Ashley Myers-Turner/KPCC

California regulators order Metro to replace a length of track where the Expo and Blue lines merge, but Metro is saying the line is perfectly safe.

Los Angeles County Metro officials say they want California regulators to clarify details about a state order to replace a problematic section of track along the Expo Line in downtown Los Angeles.

Some safety experts say the rail segment at Washington Boulevard and Flower Street could cause a train to jump the track. Trains make a sharp turn at the intersection, where the Expo and Blue light rail lines merge.

Experts worry that Metro’s attempt last year to stop wear and tear on the train wheels by adding a piece of metal to the track doesn’t cut it. The California Public Utilities Commission wants the agency to replace that portion with track that can support trains as they roll through.

Meanwhile, Metro leaders maintain that the track is safe. Metro spokesman Rick Jager says that while they'll cooperate with the state, they still want to work out "a clearer, more definite definition in terms of what [the state is] exactly asking for."

The state has given the transportation agency until next month to map out a plan for fixing the problem.

Jager says train passengers don’t have to worry about a derailment.

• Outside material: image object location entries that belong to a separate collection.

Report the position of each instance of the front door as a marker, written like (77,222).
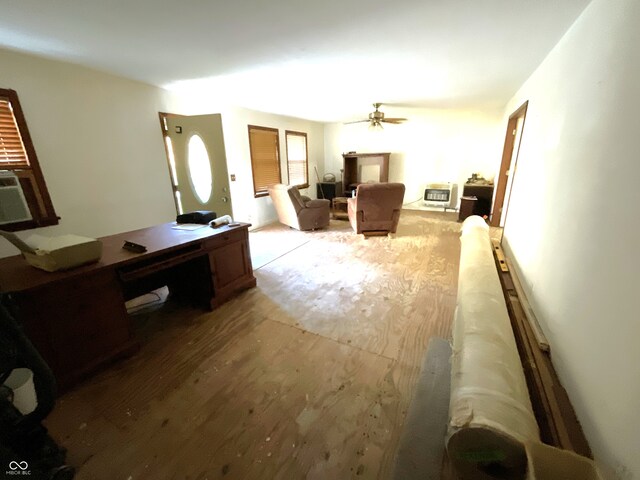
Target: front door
(197,162)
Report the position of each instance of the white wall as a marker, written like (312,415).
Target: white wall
(98,142)
(432,146)
(572,225)
(235,122)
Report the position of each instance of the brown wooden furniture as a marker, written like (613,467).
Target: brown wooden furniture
(467,206)
(77,318)
(484,194)
(353,164)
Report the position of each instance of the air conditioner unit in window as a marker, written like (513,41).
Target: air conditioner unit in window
(13,205)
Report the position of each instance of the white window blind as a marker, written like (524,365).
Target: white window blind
(297,158)
(265,158)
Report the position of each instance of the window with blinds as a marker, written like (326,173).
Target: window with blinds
(18,156)
(297,158)
(12,152)
(265,158)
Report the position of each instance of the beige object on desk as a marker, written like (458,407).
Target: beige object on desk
(57,253)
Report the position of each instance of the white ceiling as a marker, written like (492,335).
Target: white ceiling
(324,60)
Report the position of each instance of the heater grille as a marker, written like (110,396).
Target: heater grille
(438,194)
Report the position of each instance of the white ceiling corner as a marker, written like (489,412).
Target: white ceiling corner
(324,61)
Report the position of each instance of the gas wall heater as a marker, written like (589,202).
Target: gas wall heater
(13,206)
(440,195)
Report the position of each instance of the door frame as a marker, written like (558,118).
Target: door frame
(165,133)
(505,166)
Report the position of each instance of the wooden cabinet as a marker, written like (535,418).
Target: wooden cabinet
(231,268)
(77,324)
(363,167)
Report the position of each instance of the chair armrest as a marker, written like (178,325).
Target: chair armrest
(319,203)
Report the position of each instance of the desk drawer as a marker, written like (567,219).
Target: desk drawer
(225,238)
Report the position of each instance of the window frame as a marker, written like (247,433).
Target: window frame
(29,174)
(306,160)
(256,192)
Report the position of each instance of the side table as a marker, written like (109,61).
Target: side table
(339,207)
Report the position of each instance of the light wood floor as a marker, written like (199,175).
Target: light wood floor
(309,375)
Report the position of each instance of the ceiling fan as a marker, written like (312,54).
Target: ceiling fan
(376,118)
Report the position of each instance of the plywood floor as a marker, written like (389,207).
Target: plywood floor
(309,375)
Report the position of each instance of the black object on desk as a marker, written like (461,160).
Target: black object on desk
(329,190)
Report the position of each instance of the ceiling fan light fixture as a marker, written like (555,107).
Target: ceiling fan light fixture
(375,126)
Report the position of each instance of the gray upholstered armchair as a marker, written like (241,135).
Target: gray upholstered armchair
(375,210)
(297,211)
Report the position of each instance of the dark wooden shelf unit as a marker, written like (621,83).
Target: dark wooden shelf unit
(352,166)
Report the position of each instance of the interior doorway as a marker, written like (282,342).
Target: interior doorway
(197,162)
(512,140)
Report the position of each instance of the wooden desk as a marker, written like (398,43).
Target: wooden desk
(77,318)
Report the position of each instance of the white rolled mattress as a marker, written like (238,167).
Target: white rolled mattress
(490,414)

He emphasizes that thousands of times trains have traveled at less than 10 miles an hour through this junction with no problems.

“The California Public Utilities Commission oversees the railroad industry in the state of California," says Jager. "They would not have allowed us to open up the Expo line if they would have thought it was unsafe. We would not have opened up the Expo line if we thought it was unsafe.”

The issue’s not a red flag for riders like Gredorio Vallidare who says that the Expo's still "fairly new, so I don’t have worries about it."

Vallidares says he’s more concerned about what he describes as the rickety Blue Line, the closer it gets to Long Beach.

The state also says that there are glitches in Metro’s automated safety system that’s supposed to warn operators of any hazards or dangers along the track. Metro officials say they’re fixing the problem.